Synopses & Reviews
Jeremy Papier, the new Alice Waters of the Vancouver food world, is fast becoming known for his radically rear-guard cuisine tradition-steeped dishes that celebrate the bounty of the Pacific Northwest. His restaurant, The Monkey's Paw Bistro, is always fully booked, but, unfortunately, it's more an artistic triumph than a reasonably run business. Far too costly ever to turn a profit, it is kited by Jeremy on dozens of maxed-out credit cards. An old family friend, Dante Beale, owner of a worldwide chain of cookie-cutter coffeehouses, is willing to bail the restaurant out for the price of sole control. It's a business proposition made in hell, one strenuously opposed by Jeremy's pretty young sous chef, the incorruptible, plainspoken Jules. Jeremy's problems deepen when his eccentric-academic father a "participatory anthropologist" half Joseph Mitchell, half Joe Gould loses himself among the homeless in Vancouver's Stanley Park. He lives as they do (he's especially adept at catching and roasting sparrows) and soon involves Jeremy in researching a "cold case" crime, the true-life murder of two children slain in the park in the early 1970's.

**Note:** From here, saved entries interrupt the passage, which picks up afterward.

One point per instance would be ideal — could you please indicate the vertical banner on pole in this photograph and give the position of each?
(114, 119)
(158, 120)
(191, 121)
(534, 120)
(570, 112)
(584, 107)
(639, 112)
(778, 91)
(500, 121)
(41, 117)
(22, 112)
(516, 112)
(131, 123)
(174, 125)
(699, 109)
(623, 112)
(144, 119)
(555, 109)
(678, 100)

Timothy Taylor the writer who "everyone in the Canadian literary community today is talking about" (Globe and Mail) weaves together the disparate, brightly colored strands of his story with unerring skill and unflagging comic invention. Stanley Park, already a Canadian best seller, is a comic novel of the first order and a memorable literary debut.
Review
"This delicious first novel must be savored." Toronto Globe and Mail
Review
"Your mouth waters as you read Timothy Taylor's first novel...In Stanley Park, he does for the restaurant business what John le Carré does for spying; he makes it alluring. And he does for food what Patrick Suskind does for perfume; he makes it exciting." National Post
Review
"Timothy Taylor writes straight, strong, unadorned prose...He's well in command of his material, writes great dialogue, keeps his story, yes, cooking. Stanley Park...thrums with a powerful sense of the city, urban surfaces as well as primal currents. Also food...textures and tangs, colors and sensations." Quill & Quire
Synopsis
Overwhelmed by debts despite the success of his Pacific Northwest restaurant, Jeremy Papier agonizes over turning control over to a family friend who would bail him out of his troubles despite the firm objections of his chef, a situation that is further complicated when his eccentric father involves him in an urban murder mystery.